Once you obtain the final result you intend to get, in your case Wannier functions, then you can easily run new calculations with larger ENCUT and KPOINTS and check if these final results change.
In some cases, you might find that instead of using a large ENCUT or KPOINTS 'to be safe' and spending more computational resources, you can get very accurate results with a lower ENCUT or KPOINTS.
The short response is: that can happen when the code is stopped abruptly.
The long response is very technical:
In the interface between VASP and wannier90 there are two stages, setup and execution.
In the setup step, wannier90 reads the wannier90.win file and returns some data present on it like index of the excluded bands, projections, etc.
This wannier90.win file is created by VASP before the setup call.
There is a little chicken-and-egg problem here because to know the number of bands (num_bands) we need to read which bands to exclude (exclude_bands) from the wannier90.win file.
To solve this we first write a wannier90.win with num_bands=NBANDS, then before the execution step we rewrite it with num_bands=NBANDS-num_exclude_bands with num_exclude_bands the total number of bands that are excluded which we read in the setup step.
Note that wannier90 only needs to use num_bands in the execution step.

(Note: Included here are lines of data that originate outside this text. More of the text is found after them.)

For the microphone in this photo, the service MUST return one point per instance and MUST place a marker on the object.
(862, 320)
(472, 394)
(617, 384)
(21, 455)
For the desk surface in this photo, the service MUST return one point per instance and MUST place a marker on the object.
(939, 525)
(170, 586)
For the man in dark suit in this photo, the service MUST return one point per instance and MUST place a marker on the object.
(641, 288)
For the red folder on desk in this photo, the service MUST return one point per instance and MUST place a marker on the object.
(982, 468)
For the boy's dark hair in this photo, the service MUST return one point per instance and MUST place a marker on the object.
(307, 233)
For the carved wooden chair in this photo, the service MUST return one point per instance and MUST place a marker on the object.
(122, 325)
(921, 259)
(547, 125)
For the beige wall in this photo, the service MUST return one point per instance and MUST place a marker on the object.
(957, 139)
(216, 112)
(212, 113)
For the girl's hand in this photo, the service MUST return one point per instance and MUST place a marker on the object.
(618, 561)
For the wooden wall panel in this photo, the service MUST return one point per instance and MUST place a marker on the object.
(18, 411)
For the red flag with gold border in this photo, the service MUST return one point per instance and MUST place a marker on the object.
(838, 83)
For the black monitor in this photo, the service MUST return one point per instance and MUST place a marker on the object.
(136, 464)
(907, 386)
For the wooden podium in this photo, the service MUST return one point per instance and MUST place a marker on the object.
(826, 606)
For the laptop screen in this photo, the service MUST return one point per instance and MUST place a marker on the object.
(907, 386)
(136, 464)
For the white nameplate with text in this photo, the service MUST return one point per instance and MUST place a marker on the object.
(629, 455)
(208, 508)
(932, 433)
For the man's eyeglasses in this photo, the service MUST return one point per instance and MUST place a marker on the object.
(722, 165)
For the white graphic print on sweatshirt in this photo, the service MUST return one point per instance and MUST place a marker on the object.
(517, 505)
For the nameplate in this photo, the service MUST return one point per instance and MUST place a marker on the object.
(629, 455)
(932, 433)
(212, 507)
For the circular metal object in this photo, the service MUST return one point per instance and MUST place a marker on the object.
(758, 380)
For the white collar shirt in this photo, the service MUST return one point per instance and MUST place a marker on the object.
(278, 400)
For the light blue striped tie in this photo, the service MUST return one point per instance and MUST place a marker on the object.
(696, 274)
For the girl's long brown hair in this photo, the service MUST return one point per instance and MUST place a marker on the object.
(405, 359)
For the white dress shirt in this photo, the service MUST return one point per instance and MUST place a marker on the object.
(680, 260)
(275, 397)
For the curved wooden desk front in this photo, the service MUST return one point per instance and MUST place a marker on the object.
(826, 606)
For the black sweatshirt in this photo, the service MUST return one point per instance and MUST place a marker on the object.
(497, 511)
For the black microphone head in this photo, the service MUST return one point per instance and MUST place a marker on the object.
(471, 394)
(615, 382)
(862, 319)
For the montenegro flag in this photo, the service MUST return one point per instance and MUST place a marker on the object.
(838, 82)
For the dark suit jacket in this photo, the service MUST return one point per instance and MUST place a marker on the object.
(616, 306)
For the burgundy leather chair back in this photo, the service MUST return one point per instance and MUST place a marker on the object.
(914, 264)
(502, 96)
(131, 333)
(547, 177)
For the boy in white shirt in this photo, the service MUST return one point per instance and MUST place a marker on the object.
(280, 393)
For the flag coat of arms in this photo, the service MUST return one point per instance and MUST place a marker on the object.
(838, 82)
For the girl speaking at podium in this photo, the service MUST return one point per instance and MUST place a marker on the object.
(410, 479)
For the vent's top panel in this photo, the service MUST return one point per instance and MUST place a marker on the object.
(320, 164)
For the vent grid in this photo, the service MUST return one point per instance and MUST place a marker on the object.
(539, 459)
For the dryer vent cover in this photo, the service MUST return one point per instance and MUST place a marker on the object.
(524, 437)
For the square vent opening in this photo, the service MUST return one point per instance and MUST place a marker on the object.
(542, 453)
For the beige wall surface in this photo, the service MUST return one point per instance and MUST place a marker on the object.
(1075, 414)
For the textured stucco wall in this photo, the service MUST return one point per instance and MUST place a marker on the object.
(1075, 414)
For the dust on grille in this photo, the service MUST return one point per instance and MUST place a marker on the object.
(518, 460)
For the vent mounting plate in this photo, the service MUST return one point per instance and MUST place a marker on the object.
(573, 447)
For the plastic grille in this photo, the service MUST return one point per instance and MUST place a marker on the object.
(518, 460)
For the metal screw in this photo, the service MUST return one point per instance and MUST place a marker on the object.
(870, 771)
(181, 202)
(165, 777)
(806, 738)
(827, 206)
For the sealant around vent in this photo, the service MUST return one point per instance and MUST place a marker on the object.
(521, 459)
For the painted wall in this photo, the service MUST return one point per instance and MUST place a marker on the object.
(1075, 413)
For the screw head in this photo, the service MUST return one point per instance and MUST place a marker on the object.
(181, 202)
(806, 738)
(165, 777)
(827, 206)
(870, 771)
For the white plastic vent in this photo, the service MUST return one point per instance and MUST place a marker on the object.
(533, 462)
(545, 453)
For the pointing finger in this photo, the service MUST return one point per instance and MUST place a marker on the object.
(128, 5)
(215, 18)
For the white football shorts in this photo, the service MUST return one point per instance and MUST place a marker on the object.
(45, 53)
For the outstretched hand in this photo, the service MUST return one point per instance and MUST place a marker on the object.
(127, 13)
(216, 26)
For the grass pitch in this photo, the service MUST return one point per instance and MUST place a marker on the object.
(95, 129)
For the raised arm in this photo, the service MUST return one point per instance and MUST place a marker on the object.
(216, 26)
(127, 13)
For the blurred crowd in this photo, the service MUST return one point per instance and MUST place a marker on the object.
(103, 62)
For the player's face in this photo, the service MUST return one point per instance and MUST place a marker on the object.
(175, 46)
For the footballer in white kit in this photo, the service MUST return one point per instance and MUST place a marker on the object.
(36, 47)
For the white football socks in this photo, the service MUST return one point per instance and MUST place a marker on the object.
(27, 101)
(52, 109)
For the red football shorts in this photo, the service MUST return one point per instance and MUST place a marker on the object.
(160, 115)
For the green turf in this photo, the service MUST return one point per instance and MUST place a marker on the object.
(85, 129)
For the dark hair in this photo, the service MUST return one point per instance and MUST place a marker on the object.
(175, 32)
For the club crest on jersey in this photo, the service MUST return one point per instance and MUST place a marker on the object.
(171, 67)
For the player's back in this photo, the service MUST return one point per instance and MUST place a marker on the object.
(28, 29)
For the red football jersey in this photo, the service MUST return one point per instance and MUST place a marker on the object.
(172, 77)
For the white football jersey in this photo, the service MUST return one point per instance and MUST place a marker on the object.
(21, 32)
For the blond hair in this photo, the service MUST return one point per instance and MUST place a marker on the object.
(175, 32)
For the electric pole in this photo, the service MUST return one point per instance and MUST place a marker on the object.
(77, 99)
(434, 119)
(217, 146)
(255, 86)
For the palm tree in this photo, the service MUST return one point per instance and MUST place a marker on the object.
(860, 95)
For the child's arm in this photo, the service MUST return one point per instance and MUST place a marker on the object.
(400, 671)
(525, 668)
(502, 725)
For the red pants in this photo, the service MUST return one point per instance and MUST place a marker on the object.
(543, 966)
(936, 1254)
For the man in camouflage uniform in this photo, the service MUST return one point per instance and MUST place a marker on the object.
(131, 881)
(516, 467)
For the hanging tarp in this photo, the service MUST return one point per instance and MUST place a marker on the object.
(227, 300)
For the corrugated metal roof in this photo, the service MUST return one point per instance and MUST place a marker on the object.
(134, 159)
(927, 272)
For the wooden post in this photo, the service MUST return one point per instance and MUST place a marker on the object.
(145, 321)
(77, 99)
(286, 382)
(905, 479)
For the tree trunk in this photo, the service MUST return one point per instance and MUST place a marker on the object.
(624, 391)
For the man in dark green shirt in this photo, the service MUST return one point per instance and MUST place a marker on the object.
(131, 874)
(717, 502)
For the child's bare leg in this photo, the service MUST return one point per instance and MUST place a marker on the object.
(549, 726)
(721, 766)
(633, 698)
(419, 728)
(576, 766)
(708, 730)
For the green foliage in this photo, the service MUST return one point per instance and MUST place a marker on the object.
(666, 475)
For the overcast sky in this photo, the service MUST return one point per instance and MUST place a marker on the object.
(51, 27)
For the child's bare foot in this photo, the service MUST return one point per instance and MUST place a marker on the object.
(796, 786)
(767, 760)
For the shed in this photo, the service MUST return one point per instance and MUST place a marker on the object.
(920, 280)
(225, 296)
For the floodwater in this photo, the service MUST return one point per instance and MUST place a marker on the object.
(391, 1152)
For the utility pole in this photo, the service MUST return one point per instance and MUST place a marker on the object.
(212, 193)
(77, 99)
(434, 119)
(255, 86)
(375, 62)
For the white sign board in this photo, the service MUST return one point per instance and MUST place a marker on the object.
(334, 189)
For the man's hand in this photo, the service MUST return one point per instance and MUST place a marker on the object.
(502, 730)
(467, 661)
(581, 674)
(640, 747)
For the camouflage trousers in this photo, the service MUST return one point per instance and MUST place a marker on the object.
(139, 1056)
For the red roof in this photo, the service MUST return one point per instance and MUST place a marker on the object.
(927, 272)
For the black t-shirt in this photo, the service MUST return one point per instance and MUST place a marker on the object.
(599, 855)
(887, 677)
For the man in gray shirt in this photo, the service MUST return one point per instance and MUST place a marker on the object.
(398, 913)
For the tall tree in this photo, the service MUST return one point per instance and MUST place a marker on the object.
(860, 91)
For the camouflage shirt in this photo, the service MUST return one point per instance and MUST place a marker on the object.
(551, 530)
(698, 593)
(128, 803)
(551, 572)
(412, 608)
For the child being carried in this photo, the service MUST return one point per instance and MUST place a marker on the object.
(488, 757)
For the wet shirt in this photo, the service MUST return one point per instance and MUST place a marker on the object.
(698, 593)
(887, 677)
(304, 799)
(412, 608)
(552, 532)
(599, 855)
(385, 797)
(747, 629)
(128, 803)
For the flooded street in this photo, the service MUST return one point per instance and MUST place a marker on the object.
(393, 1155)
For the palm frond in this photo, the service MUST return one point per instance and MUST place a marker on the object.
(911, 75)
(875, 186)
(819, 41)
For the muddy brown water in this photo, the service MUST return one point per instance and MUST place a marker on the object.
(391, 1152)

Now, it is between the setup and execution step that VASP computes the AMN and MMN information to write to the AMN and MMN files.
If the code goes OOM there, then the wannier90.win file will not be updated with the correct num_bands.
I hope this answers your question!
Re: OOM during Wannier90 AMN computation
Posted: Mon Nov 18, 2024 9:58 am
by francesco_martinelli
Great! Thank you for your explanation!